Mayo es un mes de celebraciones familiares. Mi padre es quien tiene la lista completa de cada acontecimiento digno de festejar y, por ello, los preparativos como marca la tradición, inician semanas antes. Como lo he dicho previamente, no me gustan las fiestas esas en que se tiene que cuidar hasta el último detalle del vestido o del traje. Sí me encantan, desde que tengo uso de memoria, las reuniones familiares, esta cercanía que ocurre cuando estamos alrededor de la mesa y fluye la algarabía, ese revoloteo de pájaros. Así, año con año, el ciclo se cumple.
De todo esto quisiera dejar constancia en las redes sociales. Trato de ser prudente al publicar la vida familiar tanto por el peligro que representa como por lo que podemos considerar políticamente correcto. Les hago esta pregunta ¿ustedes se sienten cómodos publicando instantáneas en donde el escenario, los rostros, las mesas, los adornos son umbral hacia la dicha, la felicidad? Sinceramente yo no. Cada vez disfruto menos el dejar constancia de esos momentos que se anuncian, forjan soles, desatan la trayectoria de cualquier órbita. Es más, les hago otra pregunta: ¿tenemos derecho a la felicidad?
La felicidad es un término que en nuestros días choca con casi todo. Las redes sociales están inundadas de odio e intolerancia. Tal vez siempre ha existido esto, tal vez, siempre el hombre como especie, ha vivido eligiendo una postura u otra, su radicalismo. No obstante, es ahora cuando las piezas del ajedrez no encajan. Quien juega, perdió el hilo de la partida y vamos todos, alfiles, peones, caballos... al despeñadero. Entonces ¿cómo hablar del sencillo placer de la felicidad?
Buda decía que quien es feliz es porque ha superado su yo y todos los deseos, encontrando así la paz y la verdad. Aristóteles insiste en que el hombre tiende a buscar la felicidad por sí mismo "y esta viene fundamentada por el pleno desarrollo y ejercicio de sus capacidades propias de cada uno en el contexto de la vida en sociedad". La lista puede ser extensa pero aquí me detengo. Es en el equilibro, incluso, en el reconocimiento de la propia infelicidad que podemos ser felices. O ¿se puede ser feliz haciendo infelices a los demás? Si así sucede ¿no estamos mirando el crepitar cóncavo de nuestra propia oscuridad? Sin embargo, la manera en que se nos presenta la vida ahora, el dolor como un surco sin fulgores, parece llevarnos en sentido contrario. De ahí que insista en la frase: lo políticamente correcto.

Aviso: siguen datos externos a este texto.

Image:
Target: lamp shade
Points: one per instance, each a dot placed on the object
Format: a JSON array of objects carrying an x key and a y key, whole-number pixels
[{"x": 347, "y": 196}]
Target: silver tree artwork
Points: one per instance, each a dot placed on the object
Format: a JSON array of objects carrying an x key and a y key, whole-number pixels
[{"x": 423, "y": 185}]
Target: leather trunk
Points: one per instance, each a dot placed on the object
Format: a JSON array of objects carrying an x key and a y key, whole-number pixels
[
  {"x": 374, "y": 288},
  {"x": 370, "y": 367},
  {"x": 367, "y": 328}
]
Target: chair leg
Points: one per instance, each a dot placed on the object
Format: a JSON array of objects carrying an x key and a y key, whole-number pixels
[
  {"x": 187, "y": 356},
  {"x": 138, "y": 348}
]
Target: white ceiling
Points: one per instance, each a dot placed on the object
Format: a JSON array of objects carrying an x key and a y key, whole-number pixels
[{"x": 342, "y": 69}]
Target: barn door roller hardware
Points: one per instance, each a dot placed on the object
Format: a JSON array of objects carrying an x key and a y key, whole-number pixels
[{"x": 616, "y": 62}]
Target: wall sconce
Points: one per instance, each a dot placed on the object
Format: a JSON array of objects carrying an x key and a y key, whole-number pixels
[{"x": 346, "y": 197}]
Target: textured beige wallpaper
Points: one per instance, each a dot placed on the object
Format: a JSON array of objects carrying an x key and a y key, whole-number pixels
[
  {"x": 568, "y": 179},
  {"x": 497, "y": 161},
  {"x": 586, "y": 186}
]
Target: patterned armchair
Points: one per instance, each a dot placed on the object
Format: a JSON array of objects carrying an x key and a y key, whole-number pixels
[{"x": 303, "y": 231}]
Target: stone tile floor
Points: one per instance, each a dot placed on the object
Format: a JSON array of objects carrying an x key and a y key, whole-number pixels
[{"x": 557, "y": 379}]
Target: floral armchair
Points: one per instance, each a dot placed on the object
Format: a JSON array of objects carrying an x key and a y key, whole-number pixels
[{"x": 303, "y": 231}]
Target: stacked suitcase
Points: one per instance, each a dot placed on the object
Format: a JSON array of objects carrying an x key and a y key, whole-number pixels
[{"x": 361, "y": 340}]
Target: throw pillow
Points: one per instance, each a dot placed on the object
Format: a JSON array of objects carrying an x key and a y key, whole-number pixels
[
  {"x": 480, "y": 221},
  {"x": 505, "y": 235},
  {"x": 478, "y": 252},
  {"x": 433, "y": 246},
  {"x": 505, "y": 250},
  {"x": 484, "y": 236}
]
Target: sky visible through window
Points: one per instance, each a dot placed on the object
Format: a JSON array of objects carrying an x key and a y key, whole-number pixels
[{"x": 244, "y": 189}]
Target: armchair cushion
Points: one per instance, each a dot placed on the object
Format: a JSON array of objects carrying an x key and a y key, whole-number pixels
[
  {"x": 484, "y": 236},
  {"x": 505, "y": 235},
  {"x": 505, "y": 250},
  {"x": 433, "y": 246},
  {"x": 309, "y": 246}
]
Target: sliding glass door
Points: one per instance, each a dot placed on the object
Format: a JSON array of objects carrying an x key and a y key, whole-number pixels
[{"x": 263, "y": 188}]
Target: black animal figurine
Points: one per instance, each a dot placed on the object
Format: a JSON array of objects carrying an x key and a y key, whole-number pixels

Claro que la frase busca el respeto entre los individuos; independientemente de su forma de ser, trabajo, vestimenta, raza, y un extensísimo etcétera. Pretende erradicar las prácticas de la exclusión y los diversos modos de la injusticia, la denigración, el maltrato y las ofensas. Empero, ¿cómo ser valiente y publicar el rostro feliz, el éxito, el viaje en carretera mientras la ciudad no conocida anticipa el deleite? ¿Me permite, lo políticamente correcto hacer este tipo de publicaciones cuando basta abrir cualquier periódico, mirar cualquier noticiero, y saber del dolor, del sufrimiento, del hartazgo que nace a borbotones, la desilusión espesa, amarga? Parece malo sentirse un poco salvado en medio de tanta sangre, tantos nombres, tantas velas, tantas ausencias. Definitivamente lo hacen sentir a uno de tal modo porque los mensajes de aprobación y desaprobación se entrecruzan, se deslizan afanosos como una textura sobre la piel.
En fin, me encuentro en este dilema y ayudando desde mi trinchera como tantas personas, no en la cobardía ni en el miedo, sino por medio de la generosidad. No, no me atrevo a publicar estas fotos porque nos han arrebatado las luces, sus ángulos transfigurados. Confío en la palabra el poder de reconstruirnos y que la felicidad sea el rostro de cada día.